Comptroller Peter Franchot has made it his priority to enforce the Maryland’s Tax Code and protect Maryland taxpayers. The Taxpayer Protection Act was passed with only a few hours left of this year’s General Assembly session.
Hogan signed over 200 bills into law in two separate ceremonies, one at the State House and the other at the Annapolis City Dock.
The Waterfront signing was utilized to highlight environmental bills totaling more than a dozen. Three of the bills were the governor’s own initiatives that were passed during the legislative session, before it ended in April.
Legislation supported by House Speaker Michael E. Busch and Senate President Thomas V. Mike Miller requiring a majority of businesses to permit their employees to earn paid sick leave was not on Hogan’s signing list.
Hogan opposed the measure, which was heavily supported by democrats, while advancing his own alternative that was eventually ignored by legislators. The governor will need to decide whether to veto or sign the bill by mid-May. Alternatively, the legislation could enter into law with inaction from the governor.
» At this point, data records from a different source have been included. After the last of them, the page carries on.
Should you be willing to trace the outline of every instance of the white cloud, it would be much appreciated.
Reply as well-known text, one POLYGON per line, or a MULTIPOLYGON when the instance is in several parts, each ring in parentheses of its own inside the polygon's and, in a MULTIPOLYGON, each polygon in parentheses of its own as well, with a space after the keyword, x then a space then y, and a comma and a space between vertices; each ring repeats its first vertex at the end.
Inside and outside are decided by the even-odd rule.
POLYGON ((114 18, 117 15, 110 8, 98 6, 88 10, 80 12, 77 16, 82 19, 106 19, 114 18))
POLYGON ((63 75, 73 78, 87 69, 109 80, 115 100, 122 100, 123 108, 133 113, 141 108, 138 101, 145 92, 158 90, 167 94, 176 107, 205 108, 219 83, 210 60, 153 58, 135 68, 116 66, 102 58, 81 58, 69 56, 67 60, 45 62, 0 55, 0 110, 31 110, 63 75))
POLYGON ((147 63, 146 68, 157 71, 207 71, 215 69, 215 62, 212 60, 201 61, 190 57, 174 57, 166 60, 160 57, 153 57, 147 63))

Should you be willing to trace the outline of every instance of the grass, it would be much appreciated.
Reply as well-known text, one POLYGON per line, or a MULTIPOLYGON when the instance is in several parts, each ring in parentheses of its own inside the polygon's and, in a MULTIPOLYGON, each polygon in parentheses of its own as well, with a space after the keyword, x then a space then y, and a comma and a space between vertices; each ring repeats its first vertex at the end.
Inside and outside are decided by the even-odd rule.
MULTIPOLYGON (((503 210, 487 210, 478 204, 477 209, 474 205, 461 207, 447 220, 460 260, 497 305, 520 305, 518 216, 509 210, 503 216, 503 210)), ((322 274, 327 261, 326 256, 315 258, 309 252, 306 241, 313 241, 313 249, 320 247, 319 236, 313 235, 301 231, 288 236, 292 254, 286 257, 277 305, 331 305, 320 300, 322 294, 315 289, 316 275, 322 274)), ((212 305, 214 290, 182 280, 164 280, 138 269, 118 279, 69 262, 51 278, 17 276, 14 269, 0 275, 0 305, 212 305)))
Under the Taxpayer Protect Act, the Comptroller investigators the same police power to enforce income tax fraud cases. The agency currently has several cases involving motor fuel and tobacco. In the past, the comptroller was required to go through the attorney general’s office to take legal action against unscrupulous tax preparers and income tax cheats.
The new power to seek search warrants and arrest will not be utilized to go after individual taxpayers, who alter their tax returns to evade paying the IRS. The power will be directed at tax preparers of fraudulent tax forms and people who illegally file several returns, both of which have become an epidemic in recent years.
The environmental bill that topped the signing list was a measure that broadened and extended an existing state program that gives tax credits to people, who invest in qualified electric cars, along with businesses that install a charging station on their premises. Previously, the tax credit per year was $600,000, but under new bill the tax credit will be increased to $3 million, while reducing the benefit provided to each individual tax filer. Rebates for charging stations are also doubled under the bill.